Quelques plantes

Bonjour,

Peut-on réellement les appeler des Kusamono ?Puisque l’essentiel des plantes que je possède qui ne sont pas des arbres sont des succulentes. Les canons traditionnels de cet art jugeraient que non.

D’ailleurs, elles n’accompagnent mes arbres que sur leurs étagères pour le moment. Je n’ai pas encore d’arbre assez aboutis pour parler de bonsaï, ni même les présenter comme tels, avec leur plante d’accompagnement.

Pour l’instant, elles me gratifient surtout d’un beau printemps !

Pourquoi des succulentes et surtout des sédums ? Simplement par simplicité (ou fainéantise d’en faire plus :face_with_hand_over_mouth:). Mais aussi pour la palette de formes et couleurs que l’on peut y rencontrer. C’est très facile à bouturer. Un morceau ramassé au détour d’une promenade, sur la rive d’un lac alpin, un toit à Rome, une balconnière à Venise, sur un trottoir devant le boulot, etc. Enfin, la terrasse de mon appartement est exposée sud/ouest, les plantes de humidifères demandent une attention particulière qui n’est pas forcément compatible avec ma vie pro/perso.

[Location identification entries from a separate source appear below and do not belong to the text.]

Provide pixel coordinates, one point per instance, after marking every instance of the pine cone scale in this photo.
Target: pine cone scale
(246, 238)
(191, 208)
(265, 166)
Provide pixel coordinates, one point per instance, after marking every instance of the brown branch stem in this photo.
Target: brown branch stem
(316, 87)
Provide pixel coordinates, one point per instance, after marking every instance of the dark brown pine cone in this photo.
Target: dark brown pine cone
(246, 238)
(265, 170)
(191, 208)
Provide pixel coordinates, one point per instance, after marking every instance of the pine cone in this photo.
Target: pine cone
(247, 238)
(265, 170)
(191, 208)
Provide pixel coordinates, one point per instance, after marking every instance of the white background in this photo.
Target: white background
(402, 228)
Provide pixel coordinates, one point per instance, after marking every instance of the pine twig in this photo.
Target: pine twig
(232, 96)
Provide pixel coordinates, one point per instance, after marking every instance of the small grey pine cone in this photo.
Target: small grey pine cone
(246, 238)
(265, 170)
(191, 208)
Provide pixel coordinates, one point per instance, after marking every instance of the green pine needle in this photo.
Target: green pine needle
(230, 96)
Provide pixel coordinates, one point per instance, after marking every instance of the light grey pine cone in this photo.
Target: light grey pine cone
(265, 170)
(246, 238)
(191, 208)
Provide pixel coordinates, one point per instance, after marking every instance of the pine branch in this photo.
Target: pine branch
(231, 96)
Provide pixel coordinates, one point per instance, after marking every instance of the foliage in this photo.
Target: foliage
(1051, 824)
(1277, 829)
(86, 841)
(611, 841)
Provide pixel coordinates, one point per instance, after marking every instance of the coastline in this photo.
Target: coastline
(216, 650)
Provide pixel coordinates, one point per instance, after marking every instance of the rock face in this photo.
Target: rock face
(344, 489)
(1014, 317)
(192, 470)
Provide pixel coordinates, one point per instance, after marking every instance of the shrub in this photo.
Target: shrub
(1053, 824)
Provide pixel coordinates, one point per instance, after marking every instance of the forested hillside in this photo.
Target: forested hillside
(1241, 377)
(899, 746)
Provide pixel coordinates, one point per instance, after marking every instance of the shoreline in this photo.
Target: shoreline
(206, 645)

J’aime la philosophie du kusamono, moins stricte que celle du bonsaï. C’est aussi un excellent moyen de découverte. Cela permet d’apporter un autre regard sur bon nombre de plantes que j’aurai pu penser insignifiantes avant mais qui sont finalement belles, riches de fonction et de détails amusant ou incroyables. (Les sédums sont fascinants par leurs capacités d’adaptation et leur sobriété.) Cela enrichit mes connaissances botaniques et ne fait que décupler mon envie d’en connaître encore plus.

Je présenterai dans cet humble post les quelques plantes, grasses ou pas. Qui accompagnent mes arbres et décorent ma terrasse.

Ce premier, Sédum palmeri, le premier récolté et celui qui a allumé la mèche des sédums/plantes d’accompagnement/kusamono.

Le fameux cité plus haut, issu d’un morceau tombé d’une balconnière lors d’un voyage à Venise il y a des années.

Il était en fleurs il y a peu encore. De belles hampes florales jaunes.

Rempoté cette année dans un pot maison. Le premier aussi, fait d’une argile récoltée sur le chantier d’un lotissement à côté de chez moi et cuit dans un four de traitement thermique dans mon ancien boulot. Fissuré au séchage, je l’avait percé pour y installer un renfort de fil de cuivre recuit qui, je l’espère, se patinera avec le temps et laissera une trace sur le pot comme on peut observer au pied des statues en bronze dans les parcs.

Ce pot et également à l’origine d’une autre passion pour la poterie et surtout la poterie bonsaï, que je pratique occasionnellement.

J’attache donc une grande importance à ce sédum.

Est-ce vraiment un sedum ?
Ne serait-ce pas plutôt une des nombreuses variétés de Phedimus spurius ( orpin bâtard) ?

Le second, pas un sédum, Delosperma cooperi ou pourprier de Cooper, une variété à fleurs blanche/rosées. Mon second pourprier (le premier, une variété à fleur violette, n’est plus en fleurs).

Trouvé dans un bac à fleur en béton sur le tarmac d’un aérodrome amateur sur l’île d’Oleron. Un morceau récupéré et bouture ici encore.

Celui-ci est dans un pot somme toute banal, une cassolette Fleury Michon percée en son fond.

Ses feuilles étaient vertes lors du prélèvement du morceau originel, il rougit depuis une petite année. Je ne sais pas dire quels sont les mécanismes qui font rougir les succulentes. Mais c’est joli !

Lors de ma recherche tout m’a orienté vers sédum palmeri. J’en suis certain.

L’orpin batard est vert plus foncé et présente des feuilles légèrement dentelées.

Je pencherais plus vers Mesembryanthemum nodiflorum.

Bonjour,

Un troisième, ramassé sur un trottoir devant le boulot. Sédum dasyphyllum, orpin à feuilles épaisses.

Il est installé dans un pot maison. Fait de la même argile que celui plus haut. Obtenu par moulage de barbotine. J’avais moulé un pot de flan vanille/caramel d’une célèbre marque.